Early warning sign: the collection was called Charmani, a cutesy coinage which seemed like something Nicole Scherzinger would make up, hardly appropriate for a designer of Armani's taste and discretion. The show notes insisted that the neologism was all about "a new balance between discipline and freedom".
That translated into Armani's signature unstructured tailoring rendered in equally unstructured and pallidly diaphanous fabrics, which left everything just a little too formless. And once Armani added the sparkle of sequins and crystals, the weightlessness of georgette or organza suddenly became a little less so. Here was a classic Armani jacket, but the body was completely sheer, with beaded sleeves that look heavy by comparison.

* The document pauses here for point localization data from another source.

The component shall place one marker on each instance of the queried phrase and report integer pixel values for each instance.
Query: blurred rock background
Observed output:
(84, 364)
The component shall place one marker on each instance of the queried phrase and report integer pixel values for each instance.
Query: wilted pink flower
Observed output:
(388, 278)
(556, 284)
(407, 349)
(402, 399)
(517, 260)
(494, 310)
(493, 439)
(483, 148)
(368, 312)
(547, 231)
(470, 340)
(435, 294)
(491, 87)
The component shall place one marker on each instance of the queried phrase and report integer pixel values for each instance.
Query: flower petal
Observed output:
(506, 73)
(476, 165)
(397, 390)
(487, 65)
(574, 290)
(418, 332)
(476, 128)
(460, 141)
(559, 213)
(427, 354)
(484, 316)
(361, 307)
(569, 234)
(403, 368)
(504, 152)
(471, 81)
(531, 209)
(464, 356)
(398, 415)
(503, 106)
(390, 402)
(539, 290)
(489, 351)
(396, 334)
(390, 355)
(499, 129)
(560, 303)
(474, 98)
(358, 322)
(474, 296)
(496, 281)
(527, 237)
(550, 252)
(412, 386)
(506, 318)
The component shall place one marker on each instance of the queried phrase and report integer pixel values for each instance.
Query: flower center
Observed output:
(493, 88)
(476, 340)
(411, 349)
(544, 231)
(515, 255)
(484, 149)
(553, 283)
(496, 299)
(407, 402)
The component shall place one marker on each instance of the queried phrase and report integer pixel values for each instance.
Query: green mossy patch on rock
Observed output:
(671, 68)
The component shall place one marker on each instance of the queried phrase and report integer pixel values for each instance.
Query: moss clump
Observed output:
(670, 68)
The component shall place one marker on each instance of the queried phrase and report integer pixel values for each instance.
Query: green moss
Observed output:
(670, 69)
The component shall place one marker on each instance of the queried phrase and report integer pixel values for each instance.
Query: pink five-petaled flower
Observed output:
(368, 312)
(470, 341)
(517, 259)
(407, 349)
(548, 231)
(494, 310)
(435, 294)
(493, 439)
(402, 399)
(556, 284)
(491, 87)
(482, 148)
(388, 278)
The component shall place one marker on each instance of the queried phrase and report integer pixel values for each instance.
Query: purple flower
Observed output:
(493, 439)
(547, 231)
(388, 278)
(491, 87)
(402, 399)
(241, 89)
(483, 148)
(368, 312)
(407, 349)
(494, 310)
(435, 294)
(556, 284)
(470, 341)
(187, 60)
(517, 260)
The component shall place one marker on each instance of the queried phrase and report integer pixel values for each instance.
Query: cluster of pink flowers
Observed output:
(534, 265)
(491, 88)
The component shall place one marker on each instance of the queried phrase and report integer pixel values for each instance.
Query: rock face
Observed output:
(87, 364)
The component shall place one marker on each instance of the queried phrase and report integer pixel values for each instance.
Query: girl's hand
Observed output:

As easy and fluid as Armani’s designs have always appeared to be, they actually have a fiercesome precision. That is how they have managed to win the undying loyalty of a demanding customer base. So the biggest problem here was the surprising limpness, not helped at all by baggy bloomers.
The customary sensual skim of an Armani jacket over the body beneath was exaggerated, compromised by outbreaks of curious fringing. The designer is a past master of allusive, mirage-like visions of lightness. There were tulle overpants here, like veils, and a moonlit sheen over the whole affair, which ought to have been magical. But this time, the magic and the mystery were missing.